Generalizable and Adaptive Continual Learning Framework for AI-generated Image Detection

Authors: Hanyi Wang, Jun Lan, Yaoyu Kang, Huijia Zhu, Weiqiang Wang, Zhuosheng Zhang, Shilin Wang

Published: 2026-01-09 07:01:22+00:00

Comment: Accepted by TMM 2025

AI Summary

This paper introduces a novel three-stage domain continual learning framework for AI-generated image detection, designed to continuously adapt to evolving generative models and enhance generalization. It combines parameter-efficient fine-tuning for a transferable offline detector, a data augmentation chain with Kronecker-Factored Approximate Curvature (K-FAC) for new knowledge acquisition and catastrophic forgetting mitigation. The framework also leverages linear interpolation based on Linear Mode Connectivity to balance plasticity and stability, achieving superior performance on a benchmark of 27 generative models.

Abstract

The malicious misuse and widespread dissemination of AI-generated images pose a significant threat to the authenticity of online information. Current detection methods often struggle to generalize to unseen generative models, and the rapid evolution of generative techniques continuously exacerbates this challenge. Without adaptability, detection models risk becoming ineffective in real-world applications. To address this critical issue, we propose a novel three-stage domain continual learning framework designed for continuous adaptation to evolving generative models. In the first stage, we employ a strategic parameter-efficient fine-tuning approach to develop a transferable offline detection model with strong generalization capabilities.

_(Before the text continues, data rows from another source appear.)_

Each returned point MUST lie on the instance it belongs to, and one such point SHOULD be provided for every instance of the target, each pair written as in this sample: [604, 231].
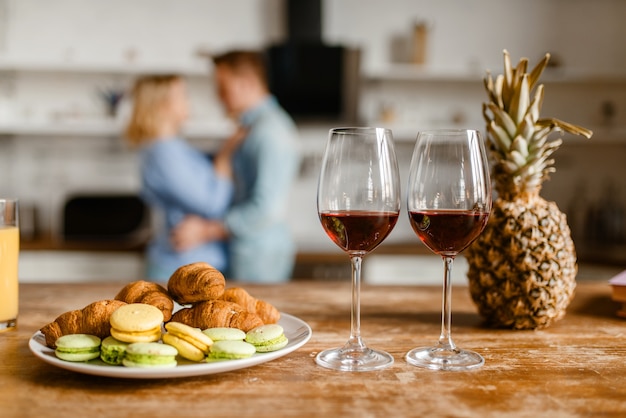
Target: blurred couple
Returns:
[229, 211]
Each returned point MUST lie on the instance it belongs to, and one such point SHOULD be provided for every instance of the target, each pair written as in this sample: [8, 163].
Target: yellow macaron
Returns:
[136, 322]
[190, 342]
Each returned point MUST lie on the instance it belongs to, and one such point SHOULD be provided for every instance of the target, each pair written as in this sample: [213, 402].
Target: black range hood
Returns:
[311, 80]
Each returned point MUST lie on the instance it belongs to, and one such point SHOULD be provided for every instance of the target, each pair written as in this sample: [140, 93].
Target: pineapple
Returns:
[522, 268]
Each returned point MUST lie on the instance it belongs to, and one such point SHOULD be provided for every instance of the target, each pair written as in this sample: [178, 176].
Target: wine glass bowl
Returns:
[448, 201]
[358, 202]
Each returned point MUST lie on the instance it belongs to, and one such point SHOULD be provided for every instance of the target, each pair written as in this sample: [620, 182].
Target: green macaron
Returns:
[150, 355]
[225, 334]
[112, 351]
[230, 350]
[77, 347]
[270, 337]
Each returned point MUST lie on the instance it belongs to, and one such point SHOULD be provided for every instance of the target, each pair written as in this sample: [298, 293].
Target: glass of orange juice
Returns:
[9, 249]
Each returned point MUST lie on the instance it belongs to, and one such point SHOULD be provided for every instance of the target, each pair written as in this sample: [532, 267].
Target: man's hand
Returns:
[194, 230]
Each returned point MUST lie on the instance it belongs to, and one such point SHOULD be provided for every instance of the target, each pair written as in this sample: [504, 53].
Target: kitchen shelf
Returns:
[105, 128]
[414, 73]
[199, 69]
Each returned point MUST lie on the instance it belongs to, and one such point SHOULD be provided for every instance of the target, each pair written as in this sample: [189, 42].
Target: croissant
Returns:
[196, 282]
[148, 292]
[217, 313]
[92, 319]
[267, 312]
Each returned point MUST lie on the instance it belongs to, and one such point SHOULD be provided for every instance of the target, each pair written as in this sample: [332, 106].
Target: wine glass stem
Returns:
[355, 342]
[445, 339]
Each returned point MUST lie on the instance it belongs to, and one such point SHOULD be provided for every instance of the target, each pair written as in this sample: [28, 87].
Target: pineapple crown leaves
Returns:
[518, 136]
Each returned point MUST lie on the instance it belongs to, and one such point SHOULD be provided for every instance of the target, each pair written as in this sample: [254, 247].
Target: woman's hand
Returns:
[222, 162]
[194, 231]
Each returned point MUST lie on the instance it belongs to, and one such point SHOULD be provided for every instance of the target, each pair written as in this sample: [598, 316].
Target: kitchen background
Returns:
[421, 66]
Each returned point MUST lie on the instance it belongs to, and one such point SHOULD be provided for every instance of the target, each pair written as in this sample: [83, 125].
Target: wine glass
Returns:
[449, 200]
[358, 202]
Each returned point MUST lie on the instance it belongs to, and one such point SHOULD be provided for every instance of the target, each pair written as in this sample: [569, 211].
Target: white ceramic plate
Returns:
[297, 331]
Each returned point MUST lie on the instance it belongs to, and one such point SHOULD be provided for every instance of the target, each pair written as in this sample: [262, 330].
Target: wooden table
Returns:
[575, 368]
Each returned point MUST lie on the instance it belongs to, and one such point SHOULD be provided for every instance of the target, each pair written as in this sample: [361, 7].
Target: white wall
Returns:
[465, 37]
[586, 35]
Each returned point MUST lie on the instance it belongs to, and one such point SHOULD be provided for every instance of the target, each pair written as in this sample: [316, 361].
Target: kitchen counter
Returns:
[575, 368]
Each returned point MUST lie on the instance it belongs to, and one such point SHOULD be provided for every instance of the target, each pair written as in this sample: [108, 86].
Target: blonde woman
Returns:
[177, 180]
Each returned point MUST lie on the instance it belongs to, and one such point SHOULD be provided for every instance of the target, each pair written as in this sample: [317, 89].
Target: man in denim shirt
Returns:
[265, 166]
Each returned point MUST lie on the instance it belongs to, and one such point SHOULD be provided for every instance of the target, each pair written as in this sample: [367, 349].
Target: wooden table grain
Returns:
[576, 368]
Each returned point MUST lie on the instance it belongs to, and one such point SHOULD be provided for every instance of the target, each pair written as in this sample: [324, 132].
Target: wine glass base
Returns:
[437, 358]
[350, 360]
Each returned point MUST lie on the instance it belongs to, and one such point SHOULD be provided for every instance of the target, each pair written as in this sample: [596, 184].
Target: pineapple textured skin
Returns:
[523, 266]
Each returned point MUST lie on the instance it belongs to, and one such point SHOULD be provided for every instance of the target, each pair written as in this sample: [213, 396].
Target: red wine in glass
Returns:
[358, 231]
[448, 232]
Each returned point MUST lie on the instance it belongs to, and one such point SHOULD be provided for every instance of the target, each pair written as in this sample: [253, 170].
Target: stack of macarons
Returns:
[266, 338]
[190, 342]
[136, 322]
[136, 340]
[77, 347]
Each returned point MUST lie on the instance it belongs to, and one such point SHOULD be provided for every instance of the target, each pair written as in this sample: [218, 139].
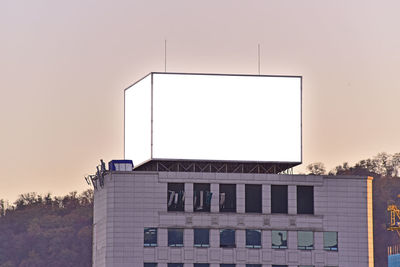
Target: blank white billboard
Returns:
[213, 117]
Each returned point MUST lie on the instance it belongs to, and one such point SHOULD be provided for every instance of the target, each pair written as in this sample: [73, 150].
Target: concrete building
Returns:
[174, 219]
[211, 185]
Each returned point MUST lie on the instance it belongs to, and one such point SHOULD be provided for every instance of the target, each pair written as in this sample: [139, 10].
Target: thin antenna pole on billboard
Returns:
[259, 72]
[165, 55]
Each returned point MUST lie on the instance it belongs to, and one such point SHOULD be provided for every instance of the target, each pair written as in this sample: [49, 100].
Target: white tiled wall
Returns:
[131, 201]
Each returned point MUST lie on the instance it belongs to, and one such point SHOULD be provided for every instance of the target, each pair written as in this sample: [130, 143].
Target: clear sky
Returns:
[64, 65]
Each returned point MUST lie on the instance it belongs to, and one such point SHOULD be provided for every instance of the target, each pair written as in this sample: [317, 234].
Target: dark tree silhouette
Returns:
[47, 231]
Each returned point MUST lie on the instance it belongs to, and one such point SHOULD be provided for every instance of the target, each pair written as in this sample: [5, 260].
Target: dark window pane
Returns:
[227, 198]
[227, 238]
[175, 237]
[279, 239]
[305, 200]
[279, 199]
[150, 237]
[253, 198]
[330, 241]
[253, 238]
[305, 240]
[202, 197]
[201, 237]
[176, 197]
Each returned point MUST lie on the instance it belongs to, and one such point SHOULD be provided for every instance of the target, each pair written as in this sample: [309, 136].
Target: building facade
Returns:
[216, 219]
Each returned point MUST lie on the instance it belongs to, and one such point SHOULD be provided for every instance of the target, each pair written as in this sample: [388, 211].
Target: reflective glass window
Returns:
[227, 238]
[201, 237]
[279, 239]
[175, 237]
[305, 240]
[150, 237]
[330, 241]
[253, 238]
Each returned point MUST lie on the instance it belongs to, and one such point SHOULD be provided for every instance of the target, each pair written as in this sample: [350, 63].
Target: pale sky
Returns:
[64, 65]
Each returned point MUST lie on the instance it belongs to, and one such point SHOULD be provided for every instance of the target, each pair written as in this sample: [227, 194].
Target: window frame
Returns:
[156, 237]
[279, 194]
[283, 246]
[302, 198]
[306, 247]
[201, 245]
[221, 231]
[250, 200]
[259, 237]
[170, 244]
[172, 190]
[207, 196]
[330, 248]
[231, 199]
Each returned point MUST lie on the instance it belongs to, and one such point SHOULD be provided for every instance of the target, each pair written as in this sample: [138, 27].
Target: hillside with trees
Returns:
[38, 231]
[42, 230]
[385, 168]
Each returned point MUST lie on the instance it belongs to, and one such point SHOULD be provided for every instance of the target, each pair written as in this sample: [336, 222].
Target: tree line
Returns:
[45, 230]
[42, 230]
[385, 168]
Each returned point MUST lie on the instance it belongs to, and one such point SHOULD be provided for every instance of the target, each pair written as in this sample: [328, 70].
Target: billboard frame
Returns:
[211, 160]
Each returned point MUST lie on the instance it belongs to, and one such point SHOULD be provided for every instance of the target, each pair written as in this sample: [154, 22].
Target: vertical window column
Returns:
[266, 198]
[305, 200]
[227, 198]
[176, 197]
[240, 198]
[279, 199]
[202, 198]
[292, 203]
[215, 198]
[253, 198]
[305, 240]
[188, 197]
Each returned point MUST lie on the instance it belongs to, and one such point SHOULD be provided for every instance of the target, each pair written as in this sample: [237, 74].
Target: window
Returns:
[305, 240]
[175, 237]
[150, 237]
[253, 238]
[201, 237]
[227, 198]
[279, 239]
[253, 198]
[176, 197]
[330, 241]
[227, 238]
[202, 197]
[279, 199]
[305, 200]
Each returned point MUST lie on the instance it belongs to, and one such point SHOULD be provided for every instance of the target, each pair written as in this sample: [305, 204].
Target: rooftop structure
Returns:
[239, 121]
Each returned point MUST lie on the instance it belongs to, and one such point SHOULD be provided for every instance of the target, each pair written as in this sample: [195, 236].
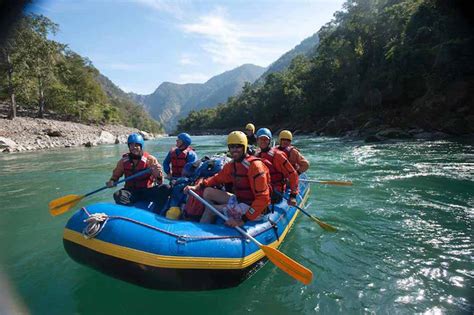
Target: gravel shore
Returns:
[29, 134]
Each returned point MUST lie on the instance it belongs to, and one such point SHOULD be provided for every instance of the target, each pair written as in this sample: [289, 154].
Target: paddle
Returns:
[325, 226]
[326, 182]
[285, 263]
[63, 204]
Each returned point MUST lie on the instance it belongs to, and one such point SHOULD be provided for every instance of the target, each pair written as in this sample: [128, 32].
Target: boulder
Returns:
[7, 143]
[146, 135]
[431, 135]
[456, 126]
[52, 133]
[393, 133]
[106, 137]
[121, 139]
[373, 138]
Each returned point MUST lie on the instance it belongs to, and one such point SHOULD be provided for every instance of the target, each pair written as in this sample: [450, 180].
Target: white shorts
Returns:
[237, 211]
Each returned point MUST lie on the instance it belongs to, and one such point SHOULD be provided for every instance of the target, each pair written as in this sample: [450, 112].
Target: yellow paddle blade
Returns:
[63, 204]
[325, 226]
[331, 182]
[288, 265]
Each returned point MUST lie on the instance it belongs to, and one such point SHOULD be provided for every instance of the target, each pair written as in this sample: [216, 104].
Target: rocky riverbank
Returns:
[29, 134]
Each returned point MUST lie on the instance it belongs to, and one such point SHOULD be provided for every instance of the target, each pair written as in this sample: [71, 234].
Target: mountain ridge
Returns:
[172, 101]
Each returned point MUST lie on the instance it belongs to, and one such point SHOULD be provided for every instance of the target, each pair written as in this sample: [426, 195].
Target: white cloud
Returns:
[186, 60]
[230, 42]
[121, 66]
[193, 78]
[172, 7]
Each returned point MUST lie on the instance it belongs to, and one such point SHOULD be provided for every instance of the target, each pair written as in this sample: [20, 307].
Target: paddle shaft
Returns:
[326, 182]
[297, 207]
[223, 216]
[145, 171]
[322, 224]
[285, 263]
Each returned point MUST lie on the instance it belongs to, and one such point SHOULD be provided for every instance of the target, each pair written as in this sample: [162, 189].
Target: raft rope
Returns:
[97, 221]
[95, 224]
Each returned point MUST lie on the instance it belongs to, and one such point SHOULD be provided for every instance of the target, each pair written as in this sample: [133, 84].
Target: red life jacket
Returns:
[241, 184]
[276, 177]
[178, 161]
[129, 168]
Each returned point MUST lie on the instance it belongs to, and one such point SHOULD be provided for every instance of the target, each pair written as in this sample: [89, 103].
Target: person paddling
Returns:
[281, 170]
[179, 156]
[297, 160]
[143, 188]
[250, 132]
[250, 183]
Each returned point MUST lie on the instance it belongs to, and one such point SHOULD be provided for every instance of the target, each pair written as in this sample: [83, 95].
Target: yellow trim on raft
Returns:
[162, 261]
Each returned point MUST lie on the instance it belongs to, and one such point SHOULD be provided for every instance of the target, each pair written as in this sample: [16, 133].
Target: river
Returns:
[404, 245]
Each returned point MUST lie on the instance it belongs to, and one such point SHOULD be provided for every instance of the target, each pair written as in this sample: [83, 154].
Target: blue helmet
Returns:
[264, 132]
[185, 137]
[136, 138]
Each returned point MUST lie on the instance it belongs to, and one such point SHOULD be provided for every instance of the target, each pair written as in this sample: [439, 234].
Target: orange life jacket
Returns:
[179, 160]
[129, 169]
[276, 177]
[286, 150]
[194, 209]
[241, 184]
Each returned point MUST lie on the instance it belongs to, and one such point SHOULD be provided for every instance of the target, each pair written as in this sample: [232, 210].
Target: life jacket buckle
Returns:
[275, 229]
[181, 240]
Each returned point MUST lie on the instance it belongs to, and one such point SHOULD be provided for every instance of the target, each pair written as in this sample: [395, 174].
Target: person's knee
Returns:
[123, 197]
[208, 192]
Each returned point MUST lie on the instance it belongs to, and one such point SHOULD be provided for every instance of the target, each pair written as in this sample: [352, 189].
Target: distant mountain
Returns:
[307, 48]
[130, 110]
[172, 101]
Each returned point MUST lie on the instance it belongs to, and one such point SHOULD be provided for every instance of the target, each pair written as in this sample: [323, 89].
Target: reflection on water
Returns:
[404, 243]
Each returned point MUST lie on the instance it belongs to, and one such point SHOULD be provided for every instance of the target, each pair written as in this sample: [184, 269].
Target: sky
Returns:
[139, 44]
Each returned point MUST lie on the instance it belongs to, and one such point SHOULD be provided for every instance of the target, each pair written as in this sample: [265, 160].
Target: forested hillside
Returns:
[44, 76]
[172, 101]
[391, 63]
[306, 48]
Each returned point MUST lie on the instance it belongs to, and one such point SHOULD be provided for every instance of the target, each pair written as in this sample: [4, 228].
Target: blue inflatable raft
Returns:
[144, 248]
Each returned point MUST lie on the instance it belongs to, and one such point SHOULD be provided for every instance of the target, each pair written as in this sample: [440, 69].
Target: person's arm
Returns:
[116, 174]
[259, 184]
[300, 160]
[283, 165]
[192, 157]
[166, 163]
[223, 177]
[156, 169]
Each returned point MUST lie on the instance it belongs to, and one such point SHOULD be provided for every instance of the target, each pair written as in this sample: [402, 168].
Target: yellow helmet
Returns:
[173, 213]
[250, 126]
[285, 134]
[237, 137]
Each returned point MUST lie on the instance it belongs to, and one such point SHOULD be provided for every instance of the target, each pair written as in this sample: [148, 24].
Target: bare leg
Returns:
[217, 197]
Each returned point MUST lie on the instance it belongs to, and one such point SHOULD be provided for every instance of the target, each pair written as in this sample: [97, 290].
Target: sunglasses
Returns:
[235, 146]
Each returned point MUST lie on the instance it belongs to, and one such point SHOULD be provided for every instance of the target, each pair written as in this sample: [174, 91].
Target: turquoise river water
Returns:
[404, 245]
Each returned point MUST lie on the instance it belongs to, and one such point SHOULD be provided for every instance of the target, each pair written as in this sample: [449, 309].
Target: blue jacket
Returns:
[191, 158]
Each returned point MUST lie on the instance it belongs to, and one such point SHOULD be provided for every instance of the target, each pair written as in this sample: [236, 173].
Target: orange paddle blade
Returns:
[331, 182]
[63, 204]
[324, 225]
[288, 265]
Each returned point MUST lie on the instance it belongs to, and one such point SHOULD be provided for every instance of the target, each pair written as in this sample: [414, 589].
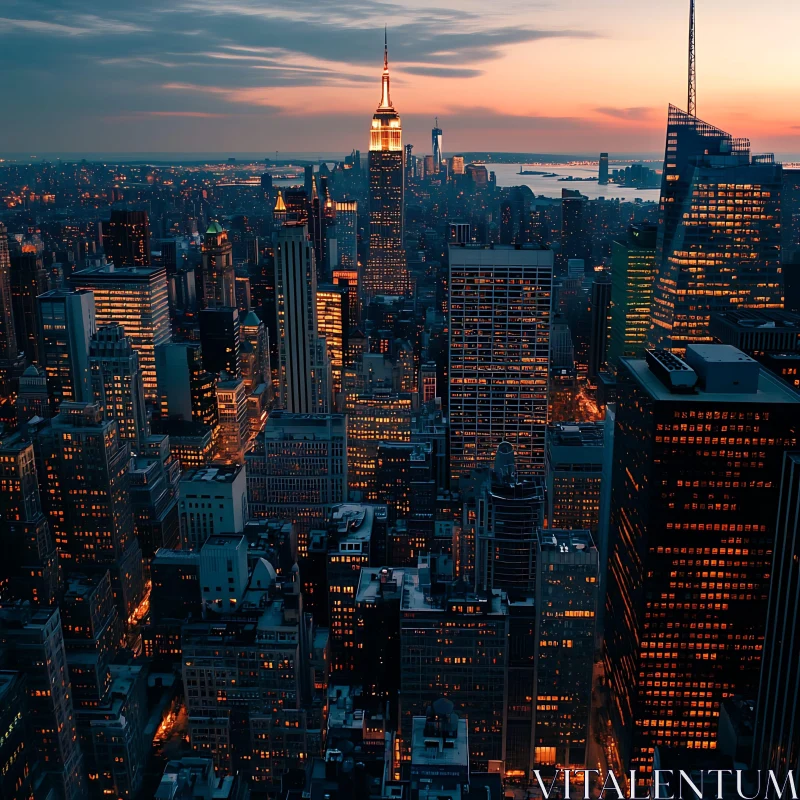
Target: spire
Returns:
[386, 101]
[691, 107]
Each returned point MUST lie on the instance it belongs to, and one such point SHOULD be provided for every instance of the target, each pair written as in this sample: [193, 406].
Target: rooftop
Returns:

Building upon this foundation, the second stage integrates unseen data streams into a continual learning process. To efficiently learn from limited samples of novel generated models and mitigate overfitting, we design a data augmentation chain with progressively increasing complexity. Furthermore, we leverage the Kronecker-Factored Approximate Curvature (K-FAC) method to approximate the Hessian and alleviate catastrophic forgetting. Finally, the third stage utilizes a linear interpolation strategy based on Linear Mode Connectivity, effectively capturing commonalities across diverse generative models and further enhancing overall performance. We establish a comprehensive benchmark of 27 generative models, including GANs, deepfakes, and diffusion models, chronologically structured up to August 2024 to simulate real-world scenarios. Extensive experiments demonstrate that our initial offline detectors surpass the leading baseline by +5.51% in terms of mean average precision. Our continual learning strategy achieves an average accuracy of 92.20%, outperforming state-of-the-art methods.


Key findings
The initial offline detectors demonstrated strong generalization, outperforming the leading baseline by +5.51% in mean average precision. The proposed continual learning strategy achieved an average accuracy of 92.20%, surpassing state-of-the-art methods in adapting to evolving generative models. Furthermore, the method exhibited better overall robustness against common post-processing operations like Gaussian blur and JPEG compression.
Approach
The proposed approach involves a three-stage domain continual learning framework. The first stage develops a generalizable offline detector using parameter-efficient fine-tuning (LoRA) on the MLP layers of a CLIP Vision Transformer. The second stage integrates unseen data streams, employing a progressively complex data augmentation chain for plasticity and Kronecker-Factored Approximate Curvature (K-FAC) for stability to prevent catastrophic forgetting. Finally, the third stage utilizes a linear interpolation strategy based on Linear Mode Connectivity to capture commonalities across diverse generative models, enhancing overall performance by balancing plasticity and stability.
Datasets
A comprehensive benchmark of 27 generative models, chronologically structured from October 2017 to August 2024, including: GANs (ProGAN, CycleGAN, StarGAN, BigGAN, StyleGAN, GauGAN, StyleGAN2), Deepfakes (Deepfake), and Diffusion Models (DDPM, ADM, iDDPM, DALL·E, GLIDE, LDM, PNDM, Wukong, SD v1.4, Midjourney, SD v1.5, VQDM, SD v2.1, SDXL v1.0, SD-Turbo, SDXL-Turbo, SD v3.0, PixArt-Σ, FLUX.1).
Model(s)
The core architecture used is CLIP Vision Transformer (CLIP-ViT), specifically ViT-B/32 and ViT-L/14, as the backbone. For fine-tuning, Low-Rank Adaptation (LoRA) is employed. The continual learning process incorporates a Data Augmentation Chain, Kronecker-Factored Approximate Curvature (K-FAC) for Hessian approximation, and a Linear Mode Connectivity-based linear interpolation strategy.